My contention - not only mine, for sure; it's a sort of received idea which I've done some of my own thinking and daydreaming about - would be that the 1960s and 1970s, for all sorts of sociopolitical reasons, were fulcrum decades for popular music (with the latter as, on the one hand, a sort of long troubled sigh of disappointment - "my brother's still at home with his Beatles and his Stones/ he never got it off on that revolution stuff" - and on the other, a creative fragmentation of a once more unitary pop scene into a slew of different sub-genres - pop, AOR, prog, funk, metal, disco, rap, reggae and the rest). As there arguably haven't been any new forms in classical music for a while - plenty of new content, of course - so there are no popular music forms which post-date 1980 if we're talking pop and rock, or the early 1990s if we're talking electronic dance music, rap, hip-hop. As Western philosophy's been said to consist mainly of "footnotes to Plato" (Alfred North Whitehead), so the popular music of our time consists of footnotes to The Beatles, Bowie, Kate Bush, Parliament-Funkadelic, Kraftwerk and Afrika Bambaata. Have I missed anyone? No, don't think so. 

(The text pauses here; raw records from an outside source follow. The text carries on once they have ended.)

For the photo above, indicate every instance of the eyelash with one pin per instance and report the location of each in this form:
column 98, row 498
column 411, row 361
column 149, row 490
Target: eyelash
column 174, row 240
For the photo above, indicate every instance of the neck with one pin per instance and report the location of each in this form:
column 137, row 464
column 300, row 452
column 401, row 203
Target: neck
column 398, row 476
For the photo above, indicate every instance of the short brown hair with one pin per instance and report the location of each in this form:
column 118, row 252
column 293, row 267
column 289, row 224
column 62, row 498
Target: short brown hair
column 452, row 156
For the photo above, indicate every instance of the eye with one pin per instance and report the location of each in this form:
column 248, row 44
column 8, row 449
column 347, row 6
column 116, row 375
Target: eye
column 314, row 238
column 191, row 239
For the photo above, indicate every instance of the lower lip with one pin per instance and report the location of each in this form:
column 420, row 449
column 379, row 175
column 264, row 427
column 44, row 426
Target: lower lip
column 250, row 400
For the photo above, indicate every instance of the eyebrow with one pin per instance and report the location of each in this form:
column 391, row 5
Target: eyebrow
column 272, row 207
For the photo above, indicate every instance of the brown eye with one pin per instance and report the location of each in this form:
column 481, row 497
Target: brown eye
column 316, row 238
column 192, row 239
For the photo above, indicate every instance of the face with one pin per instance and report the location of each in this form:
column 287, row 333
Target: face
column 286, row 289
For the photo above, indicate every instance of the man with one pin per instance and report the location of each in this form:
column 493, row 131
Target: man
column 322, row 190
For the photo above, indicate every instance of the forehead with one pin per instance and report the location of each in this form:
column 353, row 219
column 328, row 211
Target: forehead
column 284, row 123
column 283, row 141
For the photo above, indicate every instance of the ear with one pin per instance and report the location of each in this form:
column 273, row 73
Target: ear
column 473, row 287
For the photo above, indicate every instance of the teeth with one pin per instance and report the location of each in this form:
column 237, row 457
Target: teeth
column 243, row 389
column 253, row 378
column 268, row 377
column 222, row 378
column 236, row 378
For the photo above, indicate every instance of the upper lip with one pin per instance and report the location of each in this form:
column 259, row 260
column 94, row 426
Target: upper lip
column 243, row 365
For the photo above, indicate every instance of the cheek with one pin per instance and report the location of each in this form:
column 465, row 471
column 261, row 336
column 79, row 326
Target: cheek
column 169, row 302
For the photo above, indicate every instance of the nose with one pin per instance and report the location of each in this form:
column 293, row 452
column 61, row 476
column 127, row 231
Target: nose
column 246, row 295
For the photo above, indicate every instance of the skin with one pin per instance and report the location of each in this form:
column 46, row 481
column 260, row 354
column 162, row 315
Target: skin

(The later albums on my list of ten would tend to bear this out, incidentally. Stereolab and Gorky's Zygotic Mynci are transparently reworking the musical inheritance of the 1960s. The Shamen, with 'In Gorbachev We Trust', released in 1989, were stumbling from shoegazery towards EDM as perhaps we all were back then but, you know, see above. Pavement always had a knack for the surreal and also - with lyrics like "there’s no castration fear/ in the chance you'll be with me" - for expressing the overthought overwrought overcaffeinated emotional lives of the sad young literary men of the 1990s. Still: thinking back to the Velvet Underground, the New York Dolls, Queen's 'I Want To Break Free', even the Mekons’ 'Never Been In A Riot', a shouty punk single featuring a male protagonist who hides in the lavatory when it all kicks off, intended as a sort of conscious riposte of the combat-rock posturing of groups like The Clash, the rock music of the 1960s and 1970s was hardly a wall-to-wall diet of unreflective, unreconstructed machismo).     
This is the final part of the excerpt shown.